After Feb. 1, the state's Commission for Teacher Preparation and Licensing will not issue new teaching credentials to people who have not pased the test, including current teachers who want to switch from one subject area to another.
The move adds California--the state employing the largest number of public-school teachers in the country--to the growing list of states that have begun to employ basic-skills tests as a way to screen candidates for the teaching profession.
One result of such examinations administered thus far, according to education officials in several states, has been to limit the number of minority candidates qualifying for certification. (See Education Week, Jan. 12, 1983.)
In California, the new programwas applied for the first time in December, when a group of 6,900 candidates took the test. Using Mr. Honig's scores, 71 percent of the minority candidates (excluding Asians) failed the test, according to the state education department.
The failure rate was 38 percent for the total test-taking population, the officials said. They did not yet have aggregate scores for white candidates as a group.
Mr. Honig said he was "deeply troubled" that so many candidates, especially members of minority groups, failed the test.
He pointed out that there is no limit to the number of times a candidate may take the test, and said he would ask the California Commission on Teacher Preparation to allow candidates who failed to retake the portion they originally failed, instead of having to retake the entire test.
Mr. Honig said of his standards: "I realize that this means some candidates won't receive a California teaching credential, but our children have to come first."
In California, as in other states where minority students have fared worse than others on such tests, their poorer performance has brought charges that the test is perhaps biased against them.
Ronald T. Vera, a lawyer for the Mexican-American Legal Defense and Education Fund, said his group questions whether the state can justify the use of a test that has such an "adverse impact" on minorities.

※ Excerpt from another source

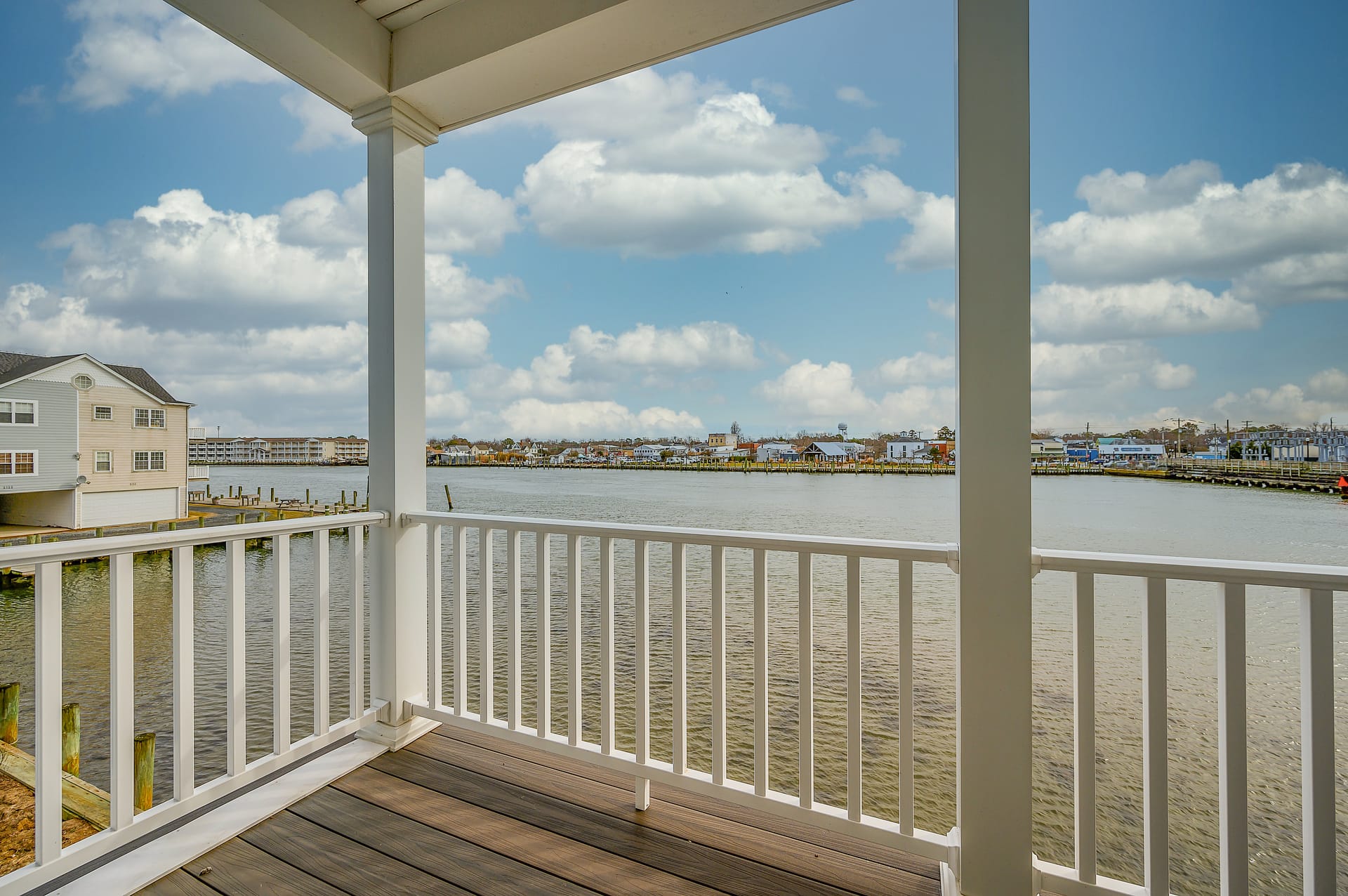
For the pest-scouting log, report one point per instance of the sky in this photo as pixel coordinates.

"We also want to know whether this test will actually predict who will be a better teacher," he said.
His group is currently investigating the legal aspects of such employment-qualification testing.
An independent panel reviewed test items to try to screen questions for social, sexual, or ethnic bias, according to the state education department.
Scores 'Quite Low'
John A. Nelson, dean of the school of education of California State University at Long Beach, said of the high failure rate: "The cutoff scores were quite low, and I think they should be raised more."
Mr. Nelson believes the advisory committee that helped produce the test did all it could to avoid "cultural bias" in the questions.
He said he believes that part of the blame lies with education institutions that "push through" students without providing them with basic skills.
"My position," he added, "is that if we raise standards, students will work up to them. We're not doing minority groups any favor by implying that they are basically inferior; that is derogatory to them."
He said he nonetheless favors using the test as a screening device and "diagnostic tool" for students who wish to enter teacher-training programs. Mr. Honig also says he favors this policy.
The examination, the California Basic Educational Skills Test (cbest), was required by 1981 and 1982 state legislation.
It was produced by the Educational Testing Service with the assistance of an independent advisory board made up of teachers, administrators, and others representing higher education, parents, and other interested constituencies.
The advisory board that produced the test recommended scores of 63 percent in reading and 58 percent in mathematics, according to David W. Gordon, assistant chief in the office of program evaluation and research. Mr. Gordon coordinated the development of the test.
The cost of developing the test was approximately $300,000, said Mr. Gordon. That expense, and expenses incurred in giving the test, will be covered by the $30 fee students must pay to take it, he added.